Comparative studies between S. pombe, S. cerevisiae, and human cells could reveal conserved mechanisms and species-specific adaptations of Nog2 function in ribosome biogenesis.

How can researchers integrate Nog2 functional studies with broader ribosome biogenesis pathways?

To place Nog2 function in the broader context of ribosome biogenesis, researchers should consider:

• Temporal mapping of assembly factors: Determining the precise timing of Nog2 action relative to other assembly factors would help clarify its role in the sequential assembly pathway.
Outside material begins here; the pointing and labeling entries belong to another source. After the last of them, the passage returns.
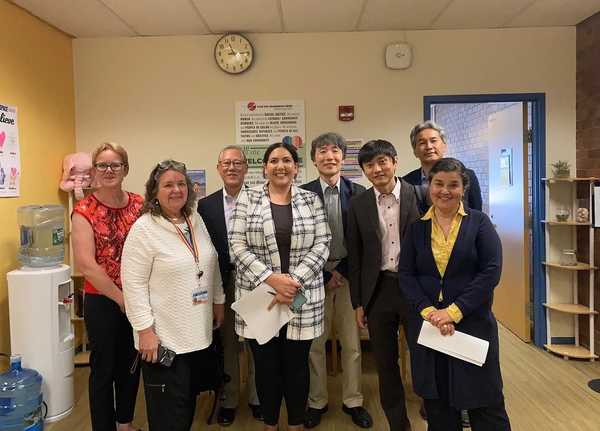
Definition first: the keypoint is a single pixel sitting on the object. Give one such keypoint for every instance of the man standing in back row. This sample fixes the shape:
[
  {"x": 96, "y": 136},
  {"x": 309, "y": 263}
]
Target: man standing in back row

• Integration with other checkpoint mechanisms: Investigating how the Nog2-dependent checkpoint integrates with other quality control mechanisms in ribosome assembly.

• Connections to translation regulation: Exploring whether defects in Nog2 function lead to subtle alterations in ribosome function that affect translation fidelity or efficiency.

• Response to cellular stresses: Examining how various stresses (beyond nitrogen depletion) affect Nog2 function and the checkpoint it enforces.

These approaches would help develop a more comprehensive understanding of how Nog2 contributes to the highly regulated process of ribosome biogenesis.